= Martyn Smith (producer) =

British television producer

Martyn Smith is a British television producer noted for creating the original UK series of the hit BBC series Dragons' Den based on the original Japanese format.

==Dragon's den==
Smith produced and directed a pilot for the British version of Dragon's Den for the BBC after the corporation took an option on the format which was created by Nippon TV in Japan. In Japan, the show was a cult late-night series where young businessmen and women would ask for money from five rich individuals. However, the 'Dragons' in Japan usually handed over money as a gift and rarely took an equity position in the companies of those asking for money. The Japanese show was created when Nippon TV asked in-house producers to come up with low-budget ideas. The clever twist of asking the 'Dragons' to invest their own money in fledgling businesses kept costs low. The series was filmed in an office at Nippon TV headquarters for the same reason.

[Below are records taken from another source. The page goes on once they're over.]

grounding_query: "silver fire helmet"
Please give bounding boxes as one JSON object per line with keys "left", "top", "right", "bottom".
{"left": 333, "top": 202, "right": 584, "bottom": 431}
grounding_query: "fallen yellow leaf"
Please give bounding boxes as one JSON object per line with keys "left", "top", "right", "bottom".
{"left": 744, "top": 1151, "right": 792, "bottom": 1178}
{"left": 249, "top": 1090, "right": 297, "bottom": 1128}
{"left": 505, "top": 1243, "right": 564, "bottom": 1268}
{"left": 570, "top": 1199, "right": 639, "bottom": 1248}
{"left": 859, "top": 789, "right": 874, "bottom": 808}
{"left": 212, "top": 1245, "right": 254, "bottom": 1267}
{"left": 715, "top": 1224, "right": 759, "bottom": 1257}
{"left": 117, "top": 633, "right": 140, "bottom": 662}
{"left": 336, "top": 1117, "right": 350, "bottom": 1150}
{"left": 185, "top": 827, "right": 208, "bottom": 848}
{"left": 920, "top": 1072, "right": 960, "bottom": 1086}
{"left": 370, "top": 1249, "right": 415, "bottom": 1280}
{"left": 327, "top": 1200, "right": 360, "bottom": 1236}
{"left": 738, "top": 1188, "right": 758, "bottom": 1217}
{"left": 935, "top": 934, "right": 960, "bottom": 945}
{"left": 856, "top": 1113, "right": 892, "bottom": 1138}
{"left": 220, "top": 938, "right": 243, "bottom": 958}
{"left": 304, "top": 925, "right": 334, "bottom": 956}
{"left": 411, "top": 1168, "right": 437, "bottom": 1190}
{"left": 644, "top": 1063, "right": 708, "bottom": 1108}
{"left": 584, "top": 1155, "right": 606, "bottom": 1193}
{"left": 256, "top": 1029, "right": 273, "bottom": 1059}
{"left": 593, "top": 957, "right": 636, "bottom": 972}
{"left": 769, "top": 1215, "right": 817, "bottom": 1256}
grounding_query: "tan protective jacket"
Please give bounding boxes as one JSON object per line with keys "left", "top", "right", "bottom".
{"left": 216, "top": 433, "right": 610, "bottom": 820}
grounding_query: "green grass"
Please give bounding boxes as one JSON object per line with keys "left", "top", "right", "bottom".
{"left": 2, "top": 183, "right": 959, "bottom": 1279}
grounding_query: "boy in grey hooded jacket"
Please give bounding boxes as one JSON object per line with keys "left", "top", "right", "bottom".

The UK pilot and first series were filmed at a warehouse space in North London. The original 'Dragons' were Duncan Bannatyne, Doug Richard, Peter Jones, Rachel Elnaugh and Simon Woodroffe. Initially, a one-hour pilot was made which was commissioned by BBC2 as a six-part series. Smith was credited as 'Series Editor' on the original series and also directed the series.

==Awards==
Smith won a Royal Television Society award as Series Producer on the second series of The Apprentice in 2007 and was nominated for a BAFTA for the same series in 2007. He series produced the second series of Mary, Queen of Shops which was nominated for an RTS Award in 2009.